|Joe Delafield and Rachel Napoleon. Photo: Richard Termine|
By Ferenc Molnár
Directed by Davis McCallum
The Mint Theater
Through April 12
What's It All About?
In a high-class haberdashery in Budapest, owner Peter Juhasz (Joe Delafield), believes everyone is good at heart.
"Love and trust are always repaid in kind in this world," he says.
Let's just say that makes him vulnerable to those who would take advantage of his trust. Like his wife, Adele (Annie Purcell) who misappropriates some funds and runs off with the shop's top salesman, Oscar (John Tufts). Facing bankruptcy, Peter accepts a job offer from the main patron of the shop, a Count (Kurt Rhoads), who has had his eye on bookkeeper Paula (Rachel Napoleon). Peter is to manage the count's cheese business at his country estate (Daniel Zimmerman's set satisfyingly switches between the well-stocked, elegant clothing shop to a barn-like stone and beam office where cows make their presence known in wall paintings and in moos when the door to the pastoral setting is opened (Original Music and Sound Design by Jane Shaw; Props by Joshua Yocom).
Calculating Paula tags along to the country in the hopes that the count will act upon his attraction, marry her and make her a rich woman. Peter made a promise to protect her, though, so the count's pursuit of her is made difficult. Later, Peter returns to the shop and his kindheartedness is tested to the limit when a down-on-his-luck Oscar begs him for a job.
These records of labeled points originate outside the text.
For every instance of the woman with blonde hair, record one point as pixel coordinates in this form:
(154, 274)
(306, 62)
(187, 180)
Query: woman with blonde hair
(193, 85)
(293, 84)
Rounding out the fine cast are Mark Bedard, Jeremy Lawrence, Michael Schantz, Maren Searle, John Seidman, Jill Tanner, and Gabra Zackman.
What Are the Highlights:
This is a sit-back and enjoy the feel of a simpler time with simpler problems and hope that people can work out their differences. Davis McCallum (2012 Pulitzer-Prize winning play Water by the Spoonful and Samuel D Hunter’s The Whale at Playwrights Horizons, directs with skill. Performances are solid across the boards.
What Are the Lowlights?
At two hours and 40 minutes (three acts/two intermissions) it's is too long.
Molnár is best known today for the mystical folk play Liliom (1922; the basis of the classic musical Carousel).
Fashions for Men plays through April 12 at the Mint Theatre, third floor, 311 West 43rd St., NYC. Performances are Tuesday through Thursday at 7 pm, Friday and Saturday at 8 pm, Saturday and Sunday at 2 pm. Tickets are $55 with some half-price tickets (CheapTix) and Premium Seats ($65) available for most performances: 866-811-4111; www.minttheater.org.